The claim appeared in an image in an Instagram post (archived here) on December 4, 2021. It opens:
SHOCKING: In the wake of Austria's drastic lockdown of unvaccinated people, EU chief calls for throwing out Nuremberg Code
Ursula Van Der Leyen, the head of the EU commission, told the press on Wednesday that she is in favour of scrapping the long-standing Nuremburg Code and forcing people to get vaccinated against COVID.
This is what the post looked like on Instagram on December 7, 2021:
(Source: Instagram screenshot taken on Tue Dec 7 18:59:24 2021 UTC)
The Instagram post includes a pair of spelling errors. First, von der Leyen's name is misspelled "Van Der Leyen." Secondly, Nuremberg is misspelled "Nuremburg" after initially being spelled correctly.
There's no evidence of von der Leyen talking about the Nuremberg Code in the December 1, 2021, news conference and reporters never asked her about it. The nearly 28-minute event can be watched on the European Commission website. The EC president did say it was "understandable and appropriate" for EU members to discuss mandatory COVID-19 vaccinations:
How we can encourage and potentially think about mandatory vaccination within the European Union? This needs discussion.
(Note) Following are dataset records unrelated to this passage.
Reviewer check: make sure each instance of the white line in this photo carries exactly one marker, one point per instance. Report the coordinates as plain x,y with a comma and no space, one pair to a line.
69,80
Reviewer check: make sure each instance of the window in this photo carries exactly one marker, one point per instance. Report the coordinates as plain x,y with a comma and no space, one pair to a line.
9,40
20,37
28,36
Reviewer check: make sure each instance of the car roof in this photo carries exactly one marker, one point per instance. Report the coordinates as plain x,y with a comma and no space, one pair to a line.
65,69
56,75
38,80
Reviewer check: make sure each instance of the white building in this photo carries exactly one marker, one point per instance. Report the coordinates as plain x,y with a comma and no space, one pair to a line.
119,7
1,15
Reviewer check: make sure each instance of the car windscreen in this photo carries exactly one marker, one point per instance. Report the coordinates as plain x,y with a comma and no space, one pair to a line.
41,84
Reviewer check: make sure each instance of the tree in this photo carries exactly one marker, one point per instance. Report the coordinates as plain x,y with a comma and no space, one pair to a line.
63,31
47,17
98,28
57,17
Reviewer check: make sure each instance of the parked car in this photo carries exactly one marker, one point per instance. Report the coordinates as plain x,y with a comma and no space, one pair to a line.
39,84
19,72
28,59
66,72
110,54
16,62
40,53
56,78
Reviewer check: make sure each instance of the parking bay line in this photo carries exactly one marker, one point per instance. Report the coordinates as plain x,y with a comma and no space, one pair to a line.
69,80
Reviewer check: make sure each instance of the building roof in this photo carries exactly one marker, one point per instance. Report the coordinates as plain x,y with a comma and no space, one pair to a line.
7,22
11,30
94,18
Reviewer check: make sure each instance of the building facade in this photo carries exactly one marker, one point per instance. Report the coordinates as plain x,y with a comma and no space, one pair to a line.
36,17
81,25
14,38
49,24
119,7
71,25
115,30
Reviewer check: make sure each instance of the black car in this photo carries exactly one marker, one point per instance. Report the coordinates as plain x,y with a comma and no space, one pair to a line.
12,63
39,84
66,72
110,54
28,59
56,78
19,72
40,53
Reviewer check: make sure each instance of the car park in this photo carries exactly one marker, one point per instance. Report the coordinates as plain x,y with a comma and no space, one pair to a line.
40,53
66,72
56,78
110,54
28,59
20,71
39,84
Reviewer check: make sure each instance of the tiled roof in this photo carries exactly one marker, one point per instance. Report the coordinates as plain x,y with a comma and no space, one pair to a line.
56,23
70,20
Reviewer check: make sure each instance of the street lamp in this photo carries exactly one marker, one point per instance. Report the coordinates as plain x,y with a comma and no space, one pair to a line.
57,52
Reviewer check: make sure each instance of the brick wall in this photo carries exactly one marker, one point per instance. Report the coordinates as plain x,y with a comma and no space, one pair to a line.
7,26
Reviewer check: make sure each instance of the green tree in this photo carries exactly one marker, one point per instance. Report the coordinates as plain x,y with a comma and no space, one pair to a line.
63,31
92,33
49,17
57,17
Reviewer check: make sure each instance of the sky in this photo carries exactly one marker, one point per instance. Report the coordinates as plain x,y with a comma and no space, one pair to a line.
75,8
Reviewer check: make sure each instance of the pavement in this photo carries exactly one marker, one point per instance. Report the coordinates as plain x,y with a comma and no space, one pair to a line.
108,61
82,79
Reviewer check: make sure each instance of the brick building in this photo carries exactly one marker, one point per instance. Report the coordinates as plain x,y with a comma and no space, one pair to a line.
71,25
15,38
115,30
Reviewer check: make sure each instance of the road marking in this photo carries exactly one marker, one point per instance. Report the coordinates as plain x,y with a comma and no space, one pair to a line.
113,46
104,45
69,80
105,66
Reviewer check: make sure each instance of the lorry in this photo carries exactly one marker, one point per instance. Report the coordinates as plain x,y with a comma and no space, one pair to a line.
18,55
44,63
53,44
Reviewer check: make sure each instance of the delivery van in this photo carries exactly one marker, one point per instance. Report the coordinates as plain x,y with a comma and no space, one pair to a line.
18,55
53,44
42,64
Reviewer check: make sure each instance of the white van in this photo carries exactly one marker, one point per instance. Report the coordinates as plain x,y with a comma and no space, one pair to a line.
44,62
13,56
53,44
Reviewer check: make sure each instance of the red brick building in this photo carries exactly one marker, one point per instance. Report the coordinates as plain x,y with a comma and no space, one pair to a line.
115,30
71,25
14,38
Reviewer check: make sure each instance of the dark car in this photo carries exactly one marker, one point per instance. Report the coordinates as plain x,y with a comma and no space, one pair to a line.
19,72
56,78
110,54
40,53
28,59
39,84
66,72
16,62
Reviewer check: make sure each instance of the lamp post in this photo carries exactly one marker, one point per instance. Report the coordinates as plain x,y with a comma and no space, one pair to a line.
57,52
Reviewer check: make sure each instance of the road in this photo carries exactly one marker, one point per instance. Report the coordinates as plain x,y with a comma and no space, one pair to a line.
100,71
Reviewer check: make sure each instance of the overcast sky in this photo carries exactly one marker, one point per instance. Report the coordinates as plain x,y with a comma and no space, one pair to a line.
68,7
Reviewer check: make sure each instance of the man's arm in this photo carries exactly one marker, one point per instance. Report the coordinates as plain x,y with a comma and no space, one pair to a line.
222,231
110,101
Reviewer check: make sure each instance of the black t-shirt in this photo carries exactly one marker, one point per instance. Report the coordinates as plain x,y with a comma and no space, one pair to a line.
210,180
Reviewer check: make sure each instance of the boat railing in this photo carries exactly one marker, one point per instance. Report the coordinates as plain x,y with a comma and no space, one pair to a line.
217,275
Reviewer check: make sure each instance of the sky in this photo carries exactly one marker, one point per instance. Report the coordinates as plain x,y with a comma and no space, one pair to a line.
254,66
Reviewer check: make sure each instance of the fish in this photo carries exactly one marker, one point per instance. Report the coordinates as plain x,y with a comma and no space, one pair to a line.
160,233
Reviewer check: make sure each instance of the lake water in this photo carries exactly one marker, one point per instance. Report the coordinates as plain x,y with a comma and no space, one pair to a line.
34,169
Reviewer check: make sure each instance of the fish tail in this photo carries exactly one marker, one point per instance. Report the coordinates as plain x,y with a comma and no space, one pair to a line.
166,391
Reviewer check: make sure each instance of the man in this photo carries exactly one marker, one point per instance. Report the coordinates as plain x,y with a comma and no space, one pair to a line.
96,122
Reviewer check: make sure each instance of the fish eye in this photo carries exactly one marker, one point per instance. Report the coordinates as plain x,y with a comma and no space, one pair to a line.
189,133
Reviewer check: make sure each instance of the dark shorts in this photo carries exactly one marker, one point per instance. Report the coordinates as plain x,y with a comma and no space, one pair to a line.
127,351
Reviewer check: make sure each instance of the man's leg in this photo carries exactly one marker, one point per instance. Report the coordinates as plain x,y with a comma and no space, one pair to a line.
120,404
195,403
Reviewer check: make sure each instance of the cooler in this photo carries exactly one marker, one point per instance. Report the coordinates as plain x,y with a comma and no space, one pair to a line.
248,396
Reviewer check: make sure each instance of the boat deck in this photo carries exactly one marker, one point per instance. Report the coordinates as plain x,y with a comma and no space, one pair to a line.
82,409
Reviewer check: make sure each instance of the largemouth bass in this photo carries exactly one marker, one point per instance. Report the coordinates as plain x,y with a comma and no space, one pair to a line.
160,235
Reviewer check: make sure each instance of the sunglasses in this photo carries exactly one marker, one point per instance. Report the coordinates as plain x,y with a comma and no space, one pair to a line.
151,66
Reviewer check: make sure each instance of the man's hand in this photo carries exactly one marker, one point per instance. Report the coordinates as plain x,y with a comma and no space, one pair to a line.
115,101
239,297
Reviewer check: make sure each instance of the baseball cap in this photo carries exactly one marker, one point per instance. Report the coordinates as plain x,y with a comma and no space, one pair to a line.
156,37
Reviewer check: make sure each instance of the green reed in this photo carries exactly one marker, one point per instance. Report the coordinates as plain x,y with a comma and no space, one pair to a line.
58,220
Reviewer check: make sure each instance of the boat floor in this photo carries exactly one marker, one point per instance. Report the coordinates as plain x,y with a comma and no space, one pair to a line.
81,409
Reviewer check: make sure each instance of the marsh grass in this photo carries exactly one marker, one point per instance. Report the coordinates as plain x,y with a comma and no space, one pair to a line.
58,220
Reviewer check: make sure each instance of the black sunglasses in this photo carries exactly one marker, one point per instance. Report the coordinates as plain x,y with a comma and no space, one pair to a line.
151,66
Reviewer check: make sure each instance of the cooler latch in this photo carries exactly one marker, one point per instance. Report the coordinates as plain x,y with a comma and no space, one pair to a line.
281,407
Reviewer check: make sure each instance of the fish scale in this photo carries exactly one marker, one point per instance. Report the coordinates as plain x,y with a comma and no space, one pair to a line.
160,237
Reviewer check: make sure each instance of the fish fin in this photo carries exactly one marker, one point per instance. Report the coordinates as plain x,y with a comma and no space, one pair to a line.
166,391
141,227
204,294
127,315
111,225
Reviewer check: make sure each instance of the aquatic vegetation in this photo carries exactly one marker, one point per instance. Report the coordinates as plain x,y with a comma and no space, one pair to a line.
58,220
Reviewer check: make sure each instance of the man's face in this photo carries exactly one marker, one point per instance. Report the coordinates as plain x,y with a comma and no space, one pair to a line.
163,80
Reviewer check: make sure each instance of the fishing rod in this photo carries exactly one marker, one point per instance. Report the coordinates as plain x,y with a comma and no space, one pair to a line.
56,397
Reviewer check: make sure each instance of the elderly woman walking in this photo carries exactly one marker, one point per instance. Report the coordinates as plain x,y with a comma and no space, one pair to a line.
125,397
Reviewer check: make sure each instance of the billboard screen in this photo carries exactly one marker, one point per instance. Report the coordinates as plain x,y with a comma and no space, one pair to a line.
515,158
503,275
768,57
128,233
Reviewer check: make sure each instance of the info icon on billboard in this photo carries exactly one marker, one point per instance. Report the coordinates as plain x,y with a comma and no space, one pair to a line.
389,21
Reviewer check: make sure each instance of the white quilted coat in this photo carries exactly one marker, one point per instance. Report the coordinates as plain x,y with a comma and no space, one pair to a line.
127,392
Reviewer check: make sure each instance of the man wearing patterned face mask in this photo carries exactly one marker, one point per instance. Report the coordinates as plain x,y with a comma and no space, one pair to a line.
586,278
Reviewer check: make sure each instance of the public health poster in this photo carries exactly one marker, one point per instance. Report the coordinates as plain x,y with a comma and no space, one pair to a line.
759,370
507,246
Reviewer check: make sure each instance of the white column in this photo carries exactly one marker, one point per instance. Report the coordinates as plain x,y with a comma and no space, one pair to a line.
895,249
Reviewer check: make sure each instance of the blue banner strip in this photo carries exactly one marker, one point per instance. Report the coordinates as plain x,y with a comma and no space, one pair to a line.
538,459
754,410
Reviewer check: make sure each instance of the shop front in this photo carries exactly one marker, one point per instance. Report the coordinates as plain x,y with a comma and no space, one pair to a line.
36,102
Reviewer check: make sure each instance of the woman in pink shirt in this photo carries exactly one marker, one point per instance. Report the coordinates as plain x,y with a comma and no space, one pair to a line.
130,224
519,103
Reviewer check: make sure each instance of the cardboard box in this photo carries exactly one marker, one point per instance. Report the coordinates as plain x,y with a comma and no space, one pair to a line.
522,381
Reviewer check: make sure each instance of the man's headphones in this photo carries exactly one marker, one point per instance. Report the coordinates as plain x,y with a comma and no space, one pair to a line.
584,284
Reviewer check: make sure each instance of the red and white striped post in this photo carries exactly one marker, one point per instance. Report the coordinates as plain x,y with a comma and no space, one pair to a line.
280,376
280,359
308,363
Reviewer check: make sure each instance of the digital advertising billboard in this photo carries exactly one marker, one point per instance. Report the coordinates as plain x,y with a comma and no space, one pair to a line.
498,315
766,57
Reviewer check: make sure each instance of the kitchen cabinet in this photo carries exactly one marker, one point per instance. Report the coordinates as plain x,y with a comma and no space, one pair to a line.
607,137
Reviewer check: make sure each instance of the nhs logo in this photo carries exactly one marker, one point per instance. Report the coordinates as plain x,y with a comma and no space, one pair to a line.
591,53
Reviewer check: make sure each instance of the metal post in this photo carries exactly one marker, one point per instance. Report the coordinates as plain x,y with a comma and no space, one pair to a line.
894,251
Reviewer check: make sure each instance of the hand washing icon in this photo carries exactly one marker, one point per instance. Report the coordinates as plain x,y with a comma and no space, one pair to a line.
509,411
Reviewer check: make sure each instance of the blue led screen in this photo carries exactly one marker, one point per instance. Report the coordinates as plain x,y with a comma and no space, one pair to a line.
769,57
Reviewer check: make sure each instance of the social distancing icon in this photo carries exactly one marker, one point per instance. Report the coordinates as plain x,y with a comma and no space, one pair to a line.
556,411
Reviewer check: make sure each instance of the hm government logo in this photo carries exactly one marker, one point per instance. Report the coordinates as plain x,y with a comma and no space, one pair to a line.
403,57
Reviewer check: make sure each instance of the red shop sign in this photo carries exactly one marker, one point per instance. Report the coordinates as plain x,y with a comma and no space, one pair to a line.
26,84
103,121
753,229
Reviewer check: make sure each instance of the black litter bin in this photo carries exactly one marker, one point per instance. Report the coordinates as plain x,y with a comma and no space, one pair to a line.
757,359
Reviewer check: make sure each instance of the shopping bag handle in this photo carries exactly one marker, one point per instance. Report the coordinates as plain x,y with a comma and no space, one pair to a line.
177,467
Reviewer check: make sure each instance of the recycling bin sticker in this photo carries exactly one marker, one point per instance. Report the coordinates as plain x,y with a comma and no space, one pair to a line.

This needs a common approach, but it is a discussion that I think has to be led.
The Nuremberg Code was developed more than 70 years ago in response to medical experiments conducted on prisoners by Nazi doctors during the Holocaust and World War II. Vaccines are not mentioned anywhere in the code. Lead Stories previously debunked a claim that mandatory vaccinations are in direct violation of the Nuremberg Code. While it clearly addresses the ethics around human experimentation, it does not deal with approved vaccines or vaccine mandates, neither of which are considered experimental.
Many members of the anti-vaccine community consider the COVID vaccines to be experimental despite their receiving emergency use authorization. The Pfizer vaccine gained full Food and Drug Administration approval in August 2021.
Because it is not a law, the Nuremberg Code cannot be suspended. Still, the document has made a lasting impact. Its importance was spelled out in a November 13, 1997, New England Journal of Medicine article titled "Fifty Years Later: The Significance of the Nuremberg Code":
The Nuremberg Code has not been officially adopted in its entirety as law by any nation or as ethics by any major medical association. Nonetheless, its influence on global human-rights law and medical ethics has been profound. Its basic requirement of informed consent, for example, has been universally accepted and is articulated in international law in Article 7 of the United Nations International Covenant on Civil and Political Rights (1966).